Thanks to the internet, mutual fund investors are now smarter than ever. However, there are still several myths that keep a lot of new investors away from this dynamic investment option. Let us bust some of these myths in this post.

The AMFI and Asset Management Companies have done an excellent job of spreading awareness about mutual funds through several mediums in the past few years. As a result, mutual fund investors are now smarter and confident than ever before. On top it, the increasing access to the internet has also abundantly contributed to the popularity of mutual funds in India.

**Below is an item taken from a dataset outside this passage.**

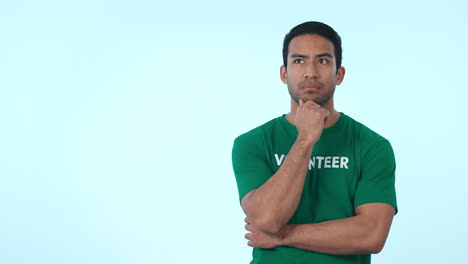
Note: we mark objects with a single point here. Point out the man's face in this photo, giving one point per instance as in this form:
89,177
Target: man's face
311,73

However, just like any other type of investment, there are still several myths plaguing the mutual fund industry. Many of these myths often keep a lot of investors away from this highly-rewarding investment option. To make you more aware and savvy investor, we are busting some of the most common mutual fund myths-

  1. You Need a Lot of Money to Invest in Mutual Funds: It is a common belief among people that you need a lot of money to start making money work for you. While this might be true for some other type of investment, this belief is completely wrong when we’re talking about mutual funds. With mutual funds, you can start investing with as little as INR 500 through SIP. Once started, you can then easily increase the SIP amount anytime.
  2. Only Experienced Investors Should Invest in Mutual Funds: Knowledge and experience are optional when it comes to mutual funds. The whole idea of investing money in mutual funds is to let professionals manage your money on your behalf. When you invest in a mutual fund, the fund will have a manager as well as a professional team to take the investment decisions on behalf of the investors. So, even if you’re new to investments, mutual funds are one of the easiest to begin options.
  3. Funds with Lower NAV are Cheaper: You pay the NAV of a mutual fund for purchasing 1 unit of that fund. The same is true when you want to sell the mutual fund units. However, the NAV itself does not define the performance of a fund. A lot of people believe that funds with lower NAV have higher returns potential.
    But the reality is that the Net Asset Value (NAV) is nothing but the book value of the fund. It is calculated by dividing the total market value of the portfolio of a fund by the total amount of outstanding units of the fund. In no way, the NAV can tell anything about a fund’s current or future performance.
  4. When You Invest in Mutual Funds, You’re Investing in the Stock Market
    Not True! There are many different types of mutual funds and not every type of fund invests your money in the stock market. For instance, there are debt funds that are not related to the stock market in any way. While debt funds too have their own risks, they’re considerably safer than equity funds that invest in the stock market.
  5. One Should Only Select Top-Performing Funds: One of the most common mistakes among people new to mutual funds investment is that they only want to invest in top-performing funds to generate higher returns. But you should always remember that the recent or past performance of a fund does not provide any kind of guarantee for their performance in the future.

While it is possible for the fund to continue performing better than other funds, there is no guarantee. So, you should always prefer funds that offer stable returns over a fund that has only performed in the last one year or one month.

While there are many more myths surrounding mutual fund investments, these are some of the most common. Now that you know these are not true; start learning more about mutual funds and begin your investment journey as soon as possible.